The National Oceanic and Atmospheric Administration’s activities in the Bay would be expanded under legislation sponsored by Sen. Paul Sarbanes D-MD. Joining Sarbanes in introducing the bipartisan legislation were Sen. Barbara Mikulski, D-MD, Sen. Chuck Robb, D-VA, and John Warner, R-VA.

“NOAA has played a critical role in the restoration of the Chesapeake Bay and its living resources,” Sarbanes said. “This legislation will expand upon NOAA’s successful efforts by beginning a new wave of Bay research, which will include an emphasis on an overall Bay restoration strategy.”

Since 1984, NOAA has supported scientific investigations, including fisheries stock assessments, algal bloom monitoring and the tracking of changes in tidal wetlands. This research has helped to improve the understanding of the impacts of climate, harvest and pollution on the decline of anadromous fish, oysters and other marine species in the Bay, as well as helped to develop management strategies for restoring living resources.
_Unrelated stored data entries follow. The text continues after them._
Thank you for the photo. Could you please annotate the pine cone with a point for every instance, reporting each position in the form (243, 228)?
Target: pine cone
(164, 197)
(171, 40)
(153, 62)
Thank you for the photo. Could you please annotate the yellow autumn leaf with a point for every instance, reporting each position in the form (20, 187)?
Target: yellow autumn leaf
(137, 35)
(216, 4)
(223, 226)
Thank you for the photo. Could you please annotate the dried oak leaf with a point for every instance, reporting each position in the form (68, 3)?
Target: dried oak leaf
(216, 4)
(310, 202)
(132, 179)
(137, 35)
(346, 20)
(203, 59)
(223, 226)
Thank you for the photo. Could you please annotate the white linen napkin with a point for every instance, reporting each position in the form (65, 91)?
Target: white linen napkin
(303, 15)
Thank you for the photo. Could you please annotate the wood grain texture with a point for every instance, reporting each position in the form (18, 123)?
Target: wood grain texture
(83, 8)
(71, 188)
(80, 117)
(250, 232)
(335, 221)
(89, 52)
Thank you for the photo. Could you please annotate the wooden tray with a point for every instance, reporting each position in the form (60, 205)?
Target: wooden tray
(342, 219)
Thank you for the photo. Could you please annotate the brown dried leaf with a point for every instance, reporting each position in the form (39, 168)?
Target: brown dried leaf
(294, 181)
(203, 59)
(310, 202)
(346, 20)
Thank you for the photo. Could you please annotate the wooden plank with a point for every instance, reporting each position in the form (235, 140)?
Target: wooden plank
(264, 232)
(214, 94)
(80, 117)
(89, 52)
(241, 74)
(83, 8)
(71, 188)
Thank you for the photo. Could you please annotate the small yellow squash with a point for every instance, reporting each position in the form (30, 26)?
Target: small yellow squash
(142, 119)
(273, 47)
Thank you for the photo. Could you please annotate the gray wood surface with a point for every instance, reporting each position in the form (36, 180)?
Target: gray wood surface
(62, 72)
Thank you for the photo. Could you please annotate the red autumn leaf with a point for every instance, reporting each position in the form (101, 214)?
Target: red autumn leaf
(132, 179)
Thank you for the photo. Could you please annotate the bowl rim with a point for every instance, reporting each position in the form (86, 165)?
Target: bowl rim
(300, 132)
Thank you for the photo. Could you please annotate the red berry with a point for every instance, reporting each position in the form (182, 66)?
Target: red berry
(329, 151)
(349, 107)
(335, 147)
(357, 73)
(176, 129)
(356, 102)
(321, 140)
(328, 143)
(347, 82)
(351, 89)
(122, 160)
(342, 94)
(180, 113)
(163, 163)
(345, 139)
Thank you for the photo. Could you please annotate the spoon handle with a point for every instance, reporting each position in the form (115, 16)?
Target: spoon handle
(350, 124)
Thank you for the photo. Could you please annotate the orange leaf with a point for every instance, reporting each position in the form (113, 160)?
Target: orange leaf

The recently introduced legislation would:

  • Authorize NOAA to carry out a small-scale fishery and habitat restoration grant and technical assistance program to help community-based organizations and local governments in the Bay watershed undertake habitat, fish and shellfish restoration projects.
  • Establish an internet-based Coastal Predictions Center for the Chesapeake Bay. The Center would coordinate and make better use of the various modeling and monitoring systems and new technologies to improve prediction capabilities and response to physical and chemical events within the Bay and tributary rivers. This could include data on weather, tides, currents, climate, land use, coastal environmental quality and habitat conditions.
  • Enable NOAA to undertake a special five-year study of the relationships between water and habitat quality, ecosystem health and food chains that support the Bay’s living resources. There is a growing consensus that research on the Bay must move toward a wider, multispecies and ecosystem perspective.
  • Move the administration and oversight of the NOAA Bay Office from the National Marine Fisheries Service to the Office of the Undersecretary of Commerce to take better advantage of the NOAA’s talents and avoid research duplication.
  • Increase the authorization for the NOAA Bay Program from the current level of $2.5 million to $6 million per year to enhance current activities and carry out the new activities under this legislation.